Welcome back! Plus Exam Design Workshop

Take Two

It can be hard to regain focus after the break: students’ study routines have been disrupted, and the sense of community may have faded when your class dispersed.

To get back on track, you may need to reboot. The first meeting after break is like a second take on the first day of class. You already know each other, but it will be important to reestablish community, to knit the class back together. Students want, and need, to talk to each other. A shared problem to overcome, or a shared laugh, will help to renew the bonds that make your classroom a productive learning environment. 

New routines or rituals can help. You can reestablish rhythm by opening or closing the class with a daily pattern. Willie Wright, of FSU’s Department of Geography, focuses students’ attention with music: at each meeting he plays a different piece, thematically tied to the day’s material, as students walk in. If you don’t already, you might consider opening each class with a couple of questions you want students to consider, and that the session will help them answer. (This has the added benefit of provoking curiosity). Two or three minutes of generative writing– which you’ll discuss, but don’t have to read—can get students thinking, at either the beginning or the end of class time.

You can inject some energy by getting students moving. A quick way to break things up is to insist that everyone move to sit in a new part of the room. Students tend to return to the same seats all semester, but even physically putting a new perspective on things can help refresh our thinking. You might also try a four corners exercise, where students have to move to the corner of the room representing “strongly agree, agree, disagree, or strongly disagree” when you read out statements about the material. They then need to discuss and articulate their positions, explaining their reasoning or evidence.

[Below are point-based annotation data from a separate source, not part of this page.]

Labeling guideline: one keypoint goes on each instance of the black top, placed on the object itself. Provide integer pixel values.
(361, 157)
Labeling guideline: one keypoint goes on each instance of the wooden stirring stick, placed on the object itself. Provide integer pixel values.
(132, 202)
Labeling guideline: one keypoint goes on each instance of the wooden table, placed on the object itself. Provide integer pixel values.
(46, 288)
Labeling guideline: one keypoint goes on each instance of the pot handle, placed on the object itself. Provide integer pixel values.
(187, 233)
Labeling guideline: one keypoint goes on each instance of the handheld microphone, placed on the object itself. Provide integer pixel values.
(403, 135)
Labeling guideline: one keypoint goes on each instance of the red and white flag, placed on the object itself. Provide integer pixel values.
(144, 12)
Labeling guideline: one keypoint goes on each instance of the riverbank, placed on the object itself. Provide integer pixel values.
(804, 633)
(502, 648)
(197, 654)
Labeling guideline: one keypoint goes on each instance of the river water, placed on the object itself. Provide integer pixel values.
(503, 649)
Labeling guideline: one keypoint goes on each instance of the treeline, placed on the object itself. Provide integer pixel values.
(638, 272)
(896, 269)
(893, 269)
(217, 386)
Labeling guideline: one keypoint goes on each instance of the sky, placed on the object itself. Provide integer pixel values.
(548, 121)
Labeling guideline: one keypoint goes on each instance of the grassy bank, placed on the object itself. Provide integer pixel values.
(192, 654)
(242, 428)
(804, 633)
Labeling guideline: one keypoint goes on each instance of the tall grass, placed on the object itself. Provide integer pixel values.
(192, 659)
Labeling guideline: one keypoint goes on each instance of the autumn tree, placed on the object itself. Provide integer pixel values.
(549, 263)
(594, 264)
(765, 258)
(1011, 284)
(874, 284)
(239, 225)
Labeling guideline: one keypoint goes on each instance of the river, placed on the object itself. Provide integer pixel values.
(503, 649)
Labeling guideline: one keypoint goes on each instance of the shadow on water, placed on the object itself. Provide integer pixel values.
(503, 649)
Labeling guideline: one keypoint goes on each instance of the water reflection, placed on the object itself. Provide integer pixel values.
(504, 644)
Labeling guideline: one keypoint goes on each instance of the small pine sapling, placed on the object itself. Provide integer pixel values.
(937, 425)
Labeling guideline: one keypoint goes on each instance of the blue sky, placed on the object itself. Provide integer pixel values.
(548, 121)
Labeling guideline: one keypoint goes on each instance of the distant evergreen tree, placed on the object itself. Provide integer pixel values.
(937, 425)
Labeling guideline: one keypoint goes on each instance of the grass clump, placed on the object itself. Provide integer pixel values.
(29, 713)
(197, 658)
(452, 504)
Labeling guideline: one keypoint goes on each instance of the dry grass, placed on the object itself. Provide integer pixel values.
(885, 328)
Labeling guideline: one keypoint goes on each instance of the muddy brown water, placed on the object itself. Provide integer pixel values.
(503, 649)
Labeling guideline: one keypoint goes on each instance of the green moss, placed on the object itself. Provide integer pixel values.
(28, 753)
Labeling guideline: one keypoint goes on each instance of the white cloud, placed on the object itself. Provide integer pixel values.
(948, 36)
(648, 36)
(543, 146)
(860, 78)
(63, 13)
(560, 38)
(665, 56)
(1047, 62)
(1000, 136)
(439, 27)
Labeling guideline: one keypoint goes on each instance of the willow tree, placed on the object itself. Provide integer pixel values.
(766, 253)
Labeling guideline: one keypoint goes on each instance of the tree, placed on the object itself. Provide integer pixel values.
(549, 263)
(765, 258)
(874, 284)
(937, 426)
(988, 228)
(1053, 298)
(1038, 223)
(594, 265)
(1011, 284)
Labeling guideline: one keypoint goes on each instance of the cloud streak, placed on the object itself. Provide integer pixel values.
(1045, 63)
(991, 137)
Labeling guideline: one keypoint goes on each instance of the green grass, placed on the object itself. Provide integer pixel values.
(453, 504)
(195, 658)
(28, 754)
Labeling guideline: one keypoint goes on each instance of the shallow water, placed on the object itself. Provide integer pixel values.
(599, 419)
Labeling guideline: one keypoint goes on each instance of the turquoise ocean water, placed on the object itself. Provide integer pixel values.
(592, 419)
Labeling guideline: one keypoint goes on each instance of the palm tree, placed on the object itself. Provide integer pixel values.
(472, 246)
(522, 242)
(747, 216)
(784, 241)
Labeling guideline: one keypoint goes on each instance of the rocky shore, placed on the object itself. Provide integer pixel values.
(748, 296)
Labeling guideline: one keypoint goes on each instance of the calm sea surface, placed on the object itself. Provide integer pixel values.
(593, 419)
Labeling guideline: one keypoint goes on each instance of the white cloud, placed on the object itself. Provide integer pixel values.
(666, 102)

The first day back is also an important time to revisit your learning goals for the semester. Students need to reflect on what they’ve learned so far, and what they want to retain. Then you can focus on where the class is going. There are six weeks left in the term: what do you (and they) need to do to reach your goals? To reignite students’ motivation, it will be useful to remind them of the value of the learning they’ll take away from your course. They should take stock of their progress so far, and set new goals. They’ll need to think about how they’ve studied and prepared, as well as what they’ve learned. What has worked, and what hasn’t? What can they do better? What do they really want to take away from the course, and from this year of their college careers?